Further studies are being done to fully understand the role of turmeric in preventing and/or treating various ailments like:
- Skin conditions, such as acne, psoriasis, itching, rashes, etc.
- Alzheimer’s disease
- High cholesterol and heart diseases
- Inflammatory Bowel Disease (IBD)
- Gum disease
Limitations of Turmeric
All parts of turmeric plant do not contain curcumin and other medically beneficial compounds in equal concentration; hence, the researchers are in a fix whether to consider curcumin alone or the mixture of chemical compounds in turmeric responsible for medical benefits.
Curcumin is not absorbed readily by the body and hence, to get its decent concentration in the blood, a lot of turmeric needs to be ingested. This can be improved by taking turmeric with oil or with black pepper which contains piperine. Therefore, curcumin supplements are mixed with piperine to enhance gut absorption of curcumin.

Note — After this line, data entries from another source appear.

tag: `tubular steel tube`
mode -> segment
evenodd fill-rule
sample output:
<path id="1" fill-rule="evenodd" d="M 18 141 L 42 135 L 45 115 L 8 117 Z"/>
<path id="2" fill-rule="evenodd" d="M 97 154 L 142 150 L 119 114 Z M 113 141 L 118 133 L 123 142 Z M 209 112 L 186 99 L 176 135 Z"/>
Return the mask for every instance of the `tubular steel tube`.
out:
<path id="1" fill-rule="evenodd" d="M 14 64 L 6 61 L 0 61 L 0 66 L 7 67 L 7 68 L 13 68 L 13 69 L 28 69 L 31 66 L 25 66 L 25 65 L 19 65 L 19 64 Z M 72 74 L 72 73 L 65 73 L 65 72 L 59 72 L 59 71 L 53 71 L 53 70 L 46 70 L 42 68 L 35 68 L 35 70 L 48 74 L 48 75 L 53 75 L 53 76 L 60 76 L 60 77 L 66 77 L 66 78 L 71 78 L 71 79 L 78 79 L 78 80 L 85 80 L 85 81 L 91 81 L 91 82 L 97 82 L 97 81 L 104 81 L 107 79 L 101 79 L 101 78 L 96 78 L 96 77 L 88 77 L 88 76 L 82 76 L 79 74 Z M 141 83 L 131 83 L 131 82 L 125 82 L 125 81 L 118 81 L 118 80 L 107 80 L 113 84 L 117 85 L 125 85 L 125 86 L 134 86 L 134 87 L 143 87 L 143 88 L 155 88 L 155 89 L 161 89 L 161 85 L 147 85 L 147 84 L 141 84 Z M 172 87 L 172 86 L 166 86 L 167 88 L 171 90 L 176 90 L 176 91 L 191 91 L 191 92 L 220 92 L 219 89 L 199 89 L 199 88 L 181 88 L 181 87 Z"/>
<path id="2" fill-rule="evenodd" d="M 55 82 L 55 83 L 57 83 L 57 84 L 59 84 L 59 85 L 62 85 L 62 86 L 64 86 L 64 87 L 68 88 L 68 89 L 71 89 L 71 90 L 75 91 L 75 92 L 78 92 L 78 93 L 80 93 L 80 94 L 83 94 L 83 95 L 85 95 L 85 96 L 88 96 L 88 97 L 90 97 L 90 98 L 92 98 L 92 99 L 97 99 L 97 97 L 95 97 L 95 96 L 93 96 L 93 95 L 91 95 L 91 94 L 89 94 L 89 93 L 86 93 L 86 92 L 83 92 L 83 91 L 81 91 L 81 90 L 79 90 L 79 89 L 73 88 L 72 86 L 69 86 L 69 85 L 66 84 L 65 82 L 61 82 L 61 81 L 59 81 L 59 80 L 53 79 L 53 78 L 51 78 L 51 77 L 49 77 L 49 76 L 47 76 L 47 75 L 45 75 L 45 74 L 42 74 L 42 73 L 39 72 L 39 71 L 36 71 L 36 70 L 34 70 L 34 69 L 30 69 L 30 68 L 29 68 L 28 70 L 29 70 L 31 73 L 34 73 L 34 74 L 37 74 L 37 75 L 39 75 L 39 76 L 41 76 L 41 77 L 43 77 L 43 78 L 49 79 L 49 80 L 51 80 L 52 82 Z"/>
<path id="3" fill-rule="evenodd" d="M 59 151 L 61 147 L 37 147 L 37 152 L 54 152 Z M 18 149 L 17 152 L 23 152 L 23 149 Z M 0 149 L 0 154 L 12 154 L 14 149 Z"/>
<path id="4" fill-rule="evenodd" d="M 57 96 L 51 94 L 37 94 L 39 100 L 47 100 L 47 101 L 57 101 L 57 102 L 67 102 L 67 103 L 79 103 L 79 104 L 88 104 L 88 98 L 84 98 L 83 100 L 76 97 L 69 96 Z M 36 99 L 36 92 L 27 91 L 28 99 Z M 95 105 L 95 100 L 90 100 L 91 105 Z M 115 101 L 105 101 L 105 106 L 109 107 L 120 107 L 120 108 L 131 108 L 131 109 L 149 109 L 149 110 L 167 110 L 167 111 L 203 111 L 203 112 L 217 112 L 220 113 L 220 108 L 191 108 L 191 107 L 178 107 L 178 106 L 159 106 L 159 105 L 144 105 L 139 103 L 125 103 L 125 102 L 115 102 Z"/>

Recently, ‘nanoparticles – particles of size between 1 and 100 nanometers –containing curcumin have been created to improve its absorption and target cancer cells.
Turmeric Consumption and Its Side Effects
Consumption of turmeric even up to 1200 milligram a day is considered safe when taken orally or through skin. However, it can be fatal if injected. A daily dose of 500 milligrams twice a day is generally prescribed.
Consuming large amounts of turmeric or using it as a supplement for a long time can show some side effects, such as nausea and diarrhea. People with gallstones or those, who are on medications like sulfasalazine, should be careful while taking turmeric supplements.